The spread between the U.S. 10-year Treasury yield and commercial real estate cap rates further underscores the challenges facing buyers and sellers, NAI Capital’s report read.
“In the commercial real estate market, there is a noticeable lag in sellers’ perception of cap rates,” NAI Capital CEO Chris Jackson explained. “Many sellers continue to price their deals at 4.5 to 5 percent cap rates, while the market currently hovers at 6.5 percent. This discrepancy is expected to rectify itself by the first quarter of 2024.”
Measure ULA — a recently implemented transfer tax in L.A. that docks an additional 4 percent on deals over $5 million and 5.5 percent on trades exceeding $10 million — also “significantly impacted the sales volume of apartment buildings and commercial properties,” according to NAI Capital. It forced sellers to unload distressed office buildings for major discounts prior to the measure taking effect in April.
“In the current market conditions, convincing sellers to sell can be quite challenging, as many are holding onto their prices from a few years ago and are hesitant to let go unless they are forced to sell due to partnership or loan issues,” NAI Capital’s Tina LaMonica said in a statement. “Retail and office investment properties are particularly hard to finance, with lenders still preferring owner/users. There is a noticeable disconnect between sellers and buyers when it comes to pricing, leading buyers to put down more money to secure loans. Interest rates, especially for retail investment, have climbed significantly. Banks have adopted a conservative approach to lending.”
For office space, landlords are offering concessions such as months of free rent, tenant improvement allowances, and rent reductions to attract tenants to their projects. Consequently, office buildings have fallen out of favor and have experienced a decline in sales, reaching a new low in the third quarter at 37 percent below 2020 sales volume.
Of course, some deals have closed this year. The industrial and multifamily sectors have demonstrated resilience when it comes to maintaining values and demand, and by “decelerating at a lower rate,” per NAI. That positions those assets as frontrunners in terms of growth rate and offering a preferred hedge against inflation. And, indeed, office activity hasn’t completely disappeared.
“Every deal is unique, but a few elements include (a) owner/users still seeking to be in a specific location in the city; (b) sellers meeting the market with interest rates to get deals done; (c) deals trading below $5 million and therefore not impacted by Measure ULA mansion tax,” NAI Capital’s Rose O’Sullivan said.
On the industrial side, warehouses are selling at prices 25 percent higher than in 2020, and just 4 percent below last year in light of new development and strong market headwinds.
“High prices and increasing interest rates have subdued sales of industrial buildings,” according to NAI Capital’s report. “With lower economic growth, companies are keen to shed excess space, while some are seeking more cost-effective alternatives.”

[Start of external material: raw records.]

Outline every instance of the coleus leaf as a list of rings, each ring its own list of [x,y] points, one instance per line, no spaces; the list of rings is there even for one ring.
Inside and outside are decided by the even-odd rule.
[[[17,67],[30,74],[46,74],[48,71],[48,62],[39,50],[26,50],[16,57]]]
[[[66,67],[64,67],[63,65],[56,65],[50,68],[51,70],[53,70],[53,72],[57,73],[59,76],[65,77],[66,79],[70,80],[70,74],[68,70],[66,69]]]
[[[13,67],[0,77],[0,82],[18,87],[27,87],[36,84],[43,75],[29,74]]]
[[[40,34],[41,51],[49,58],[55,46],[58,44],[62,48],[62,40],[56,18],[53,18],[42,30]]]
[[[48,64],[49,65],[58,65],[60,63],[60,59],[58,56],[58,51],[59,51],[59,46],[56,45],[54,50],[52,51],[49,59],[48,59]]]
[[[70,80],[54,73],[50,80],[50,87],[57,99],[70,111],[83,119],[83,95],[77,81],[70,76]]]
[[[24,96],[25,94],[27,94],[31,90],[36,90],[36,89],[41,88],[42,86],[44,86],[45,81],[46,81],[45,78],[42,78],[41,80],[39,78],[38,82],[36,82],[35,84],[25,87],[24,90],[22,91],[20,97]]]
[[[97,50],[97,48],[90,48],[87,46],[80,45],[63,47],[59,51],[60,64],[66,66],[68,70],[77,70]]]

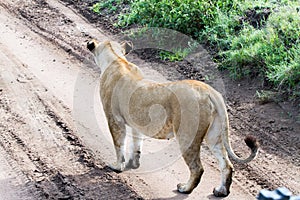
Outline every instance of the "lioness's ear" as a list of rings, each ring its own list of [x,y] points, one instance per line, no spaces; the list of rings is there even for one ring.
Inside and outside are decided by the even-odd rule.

The labor market is expected to experience significant cooling as companies respond more to slowing demand caused by higher borrowing costs, NAI’s report read. According to the Labor Market Information Division, unemployment in L.A. County increased to 5.8 percent in September, up from 4.3 percent in September 2022. This suggests to investors that the labor market could be easing, raising hopes that the Federal Reserve may be done hiking interest rates.